C object memory layout
Write this article is exactly because you want to figure out how VC is layout each C object, and how to complete the transition of the pointer.
First asked a question, after two different types of pointers conversion, are they the same value? For example:
INT nvalue = 10; int * pint = & nvalue; void * pvoid = pint; char * pchar = (char *) PINT;
Is the value of these pointers (not the content of the memory pointer to the content)? If your answer is YES, if it is a class's inheritance system? In the process of inheriting the class to the base class, the value of the pointer Still do not change? If your answer is "not necessarily change, what is the system you want to see", "Congratulations, don't look at it. If you still don't sure it is still changed, Which changes are unchanged, why do you want to change, then look down.

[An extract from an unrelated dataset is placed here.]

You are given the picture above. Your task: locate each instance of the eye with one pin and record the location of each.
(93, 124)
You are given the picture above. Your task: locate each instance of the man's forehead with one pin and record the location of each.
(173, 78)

C standard does not specify the specific memory layout of the object when C implementation, in addition to small restrictions in some respects, the layout of the C object is completely decided by the compiler itself by the compiler, here I just discuss VC .NET In the implementation of the 2003 Build 7.1.3091, I didn't test it in VC5 VC6 VC.Net 2002 and other 2003 buildings, and the conclusion may not be suitable for those compilation platforms. These are the specific implementation of the compiler, and MS is not notified. Make changes in your circumstances. So much nonsense, start now.
For the conversion of C's built-in pointer, the result is not to discuss, we just discuss C objects. From the simplest start.
Class CBase {public: int m_nbasevalue;};
Such a class is very simple in memory. He has 4 BYTES space. Don't say more, we have derived a class from him.
Class CDERIVE1: PUBLIC CBASE {public: int m_nderive1value;};
CDERIVE1 is put on in memory? It is also very simple, occupying 8 Bytes space, the first 4 Bytes belong to the CBase class, the last four Bytes belong to yourself. The pointer of a CDerive1 converts into a CBASE pointer, result Yes, let's add multiple inheritance.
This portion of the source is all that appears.